Category: NFT trading infrastructure / NFT data API / marketplace backend infrastructure
Summary: Reservoir is best cataloged as open-source NFT trading and data infrastructure rather than as a single NFT marketplace or consumer app. Its official API docs describe an all-in-one endpoint for building NFT applications, while the docs and GitHub org together reveal the real scope: aggregated marketplace execution, orderbook creation and cross-posting, NFT data APIs, event streams, versioned API surfaces, and open-source components for indexing, relaying, UI kits, and marketplace construction. In practice, Reservoir looks like a marketplace backend and liquidity/data abstraction layer for developers building NFT products across many EVM chains.
What it does:
Provides APIs for NFT data such as prices, metadata, ownership, collection statistics, and real-time floor / top-bid events
Lets developers buy tokens, accept bids, create their own orderbooks, and cross-post bids and asks to major marketplaces
Exposes open-source infrastructure and developer tooling through public repos including UI kits, relayers, indexers, and marketplace examples
Supports multi-chain NFT application development across a broad set of EVM chains
Maintains versioned APIs to preserve backwards compatibility as endpoints evolve
Key claims:
The API overview says Reservoir is an “all-in-one endpoint for building NFT applications”

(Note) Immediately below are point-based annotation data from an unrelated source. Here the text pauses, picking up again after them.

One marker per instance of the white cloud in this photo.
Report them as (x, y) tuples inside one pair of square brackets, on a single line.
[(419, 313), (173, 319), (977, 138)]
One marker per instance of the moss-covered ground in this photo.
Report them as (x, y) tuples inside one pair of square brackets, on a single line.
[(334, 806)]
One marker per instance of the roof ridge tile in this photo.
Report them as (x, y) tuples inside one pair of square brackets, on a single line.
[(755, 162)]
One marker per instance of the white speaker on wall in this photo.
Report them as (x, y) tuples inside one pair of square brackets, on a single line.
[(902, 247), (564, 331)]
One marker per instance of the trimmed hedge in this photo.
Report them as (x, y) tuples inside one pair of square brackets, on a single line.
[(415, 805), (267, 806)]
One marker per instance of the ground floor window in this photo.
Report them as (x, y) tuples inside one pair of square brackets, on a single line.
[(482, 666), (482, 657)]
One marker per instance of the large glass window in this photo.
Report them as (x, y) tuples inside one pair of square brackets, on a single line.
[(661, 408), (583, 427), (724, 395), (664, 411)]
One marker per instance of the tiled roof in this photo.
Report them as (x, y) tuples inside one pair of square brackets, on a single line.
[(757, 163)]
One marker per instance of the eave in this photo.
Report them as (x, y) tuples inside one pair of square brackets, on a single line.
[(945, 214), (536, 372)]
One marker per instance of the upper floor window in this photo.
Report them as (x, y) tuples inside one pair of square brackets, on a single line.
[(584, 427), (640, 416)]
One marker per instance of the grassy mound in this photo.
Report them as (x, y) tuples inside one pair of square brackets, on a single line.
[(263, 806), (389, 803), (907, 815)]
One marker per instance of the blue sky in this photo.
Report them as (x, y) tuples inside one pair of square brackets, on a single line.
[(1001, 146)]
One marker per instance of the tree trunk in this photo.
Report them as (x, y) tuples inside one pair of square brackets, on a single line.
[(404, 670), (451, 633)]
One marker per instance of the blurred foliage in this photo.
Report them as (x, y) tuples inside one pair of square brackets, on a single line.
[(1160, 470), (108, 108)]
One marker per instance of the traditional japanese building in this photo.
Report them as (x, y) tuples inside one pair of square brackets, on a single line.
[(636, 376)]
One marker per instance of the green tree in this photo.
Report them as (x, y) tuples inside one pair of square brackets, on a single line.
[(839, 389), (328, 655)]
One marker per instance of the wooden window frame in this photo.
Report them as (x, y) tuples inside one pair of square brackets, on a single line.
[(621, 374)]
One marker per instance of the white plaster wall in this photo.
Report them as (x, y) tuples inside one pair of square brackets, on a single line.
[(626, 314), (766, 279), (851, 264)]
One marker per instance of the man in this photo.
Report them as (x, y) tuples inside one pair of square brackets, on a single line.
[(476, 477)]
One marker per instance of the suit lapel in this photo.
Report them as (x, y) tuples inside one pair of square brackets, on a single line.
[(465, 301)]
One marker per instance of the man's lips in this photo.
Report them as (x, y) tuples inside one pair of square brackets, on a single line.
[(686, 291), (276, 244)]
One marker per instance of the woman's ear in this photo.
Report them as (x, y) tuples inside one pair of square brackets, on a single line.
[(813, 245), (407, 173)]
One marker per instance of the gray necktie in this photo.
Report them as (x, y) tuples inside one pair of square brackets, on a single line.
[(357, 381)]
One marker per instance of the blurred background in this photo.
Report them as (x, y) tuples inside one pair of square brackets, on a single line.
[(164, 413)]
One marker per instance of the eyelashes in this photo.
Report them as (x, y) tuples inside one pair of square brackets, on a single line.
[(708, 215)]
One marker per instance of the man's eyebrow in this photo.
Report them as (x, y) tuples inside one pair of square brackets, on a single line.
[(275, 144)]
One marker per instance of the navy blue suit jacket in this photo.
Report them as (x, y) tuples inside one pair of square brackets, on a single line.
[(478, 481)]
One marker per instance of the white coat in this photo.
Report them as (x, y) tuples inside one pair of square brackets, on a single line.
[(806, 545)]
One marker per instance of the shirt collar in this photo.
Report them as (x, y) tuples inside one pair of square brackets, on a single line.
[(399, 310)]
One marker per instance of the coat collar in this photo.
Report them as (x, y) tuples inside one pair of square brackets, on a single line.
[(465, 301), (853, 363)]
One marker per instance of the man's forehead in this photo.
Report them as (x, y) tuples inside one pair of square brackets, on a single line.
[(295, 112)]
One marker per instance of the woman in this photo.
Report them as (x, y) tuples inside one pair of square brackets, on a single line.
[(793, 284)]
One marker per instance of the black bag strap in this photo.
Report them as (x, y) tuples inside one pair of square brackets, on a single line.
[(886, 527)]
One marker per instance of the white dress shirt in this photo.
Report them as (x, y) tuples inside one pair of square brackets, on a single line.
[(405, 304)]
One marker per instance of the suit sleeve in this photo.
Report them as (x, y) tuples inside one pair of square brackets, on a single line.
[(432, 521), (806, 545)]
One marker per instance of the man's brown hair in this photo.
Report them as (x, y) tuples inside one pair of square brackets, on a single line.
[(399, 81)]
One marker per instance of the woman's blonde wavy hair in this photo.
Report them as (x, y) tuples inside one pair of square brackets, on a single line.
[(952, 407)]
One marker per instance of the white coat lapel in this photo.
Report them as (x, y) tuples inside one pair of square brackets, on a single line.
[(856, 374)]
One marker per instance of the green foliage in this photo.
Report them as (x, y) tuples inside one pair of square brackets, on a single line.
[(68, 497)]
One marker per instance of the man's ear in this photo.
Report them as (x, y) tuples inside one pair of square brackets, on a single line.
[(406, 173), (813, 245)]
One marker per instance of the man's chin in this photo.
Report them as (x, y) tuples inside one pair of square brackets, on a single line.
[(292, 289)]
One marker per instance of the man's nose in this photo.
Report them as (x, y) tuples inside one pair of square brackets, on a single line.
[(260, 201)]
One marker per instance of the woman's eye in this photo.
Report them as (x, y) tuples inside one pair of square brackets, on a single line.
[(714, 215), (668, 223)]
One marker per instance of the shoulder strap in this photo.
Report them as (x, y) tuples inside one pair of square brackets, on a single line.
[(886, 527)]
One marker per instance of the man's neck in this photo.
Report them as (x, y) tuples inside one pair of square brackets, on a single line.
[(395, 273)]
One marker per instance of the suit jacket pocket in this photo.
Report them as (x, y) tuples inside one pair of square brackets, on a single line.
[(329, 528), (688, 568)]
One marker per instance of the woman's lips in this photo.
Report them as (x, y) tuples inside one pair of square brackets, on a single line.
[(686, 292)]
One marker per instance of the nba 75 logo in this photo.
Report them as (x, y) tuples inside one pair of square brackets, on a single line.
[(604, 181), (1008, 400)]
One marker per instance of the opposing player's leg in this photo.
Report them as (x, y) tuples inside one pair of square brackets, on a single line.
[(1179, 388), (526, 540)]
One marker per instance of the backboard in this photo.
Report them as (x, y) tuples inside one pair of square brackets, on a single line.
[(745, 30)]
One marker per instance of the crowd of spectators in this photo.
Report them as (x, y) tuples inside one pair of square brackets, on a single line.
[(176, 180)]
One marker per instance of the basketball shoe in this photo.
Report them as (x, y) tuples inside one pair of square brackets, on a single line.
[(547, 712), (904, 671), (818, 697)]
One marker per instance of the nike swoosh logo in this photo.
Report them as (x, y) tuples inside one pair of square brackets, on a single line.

The docs say developers can buy tokens and accept bids from major marketplaces, create their own orderbooks with advanced order types, and cross-post orders to other major marketplaces
The docs say Reservoir supports over 30 EVM chains
The docs emphasize granular token price data, collection events, ownership and stats data, royalty data, and aggregated order data for execution
The GitHub org describes Reservoir as “Open-source NFT trading infrastructure enabling the next generation of NFT products” and exposes repos for ReservoirKit, a relayer, public indexer code, and open-source marketplace implementations
Whitepaper: No canonical standalone Reservoir whitepaper or litepaper was surfaced in this pass. The strongest primary sources were the official API docs and the Reservoir GitHub organization; see ../whitepapers/reservoir-primary-sources-2026-04-27.md.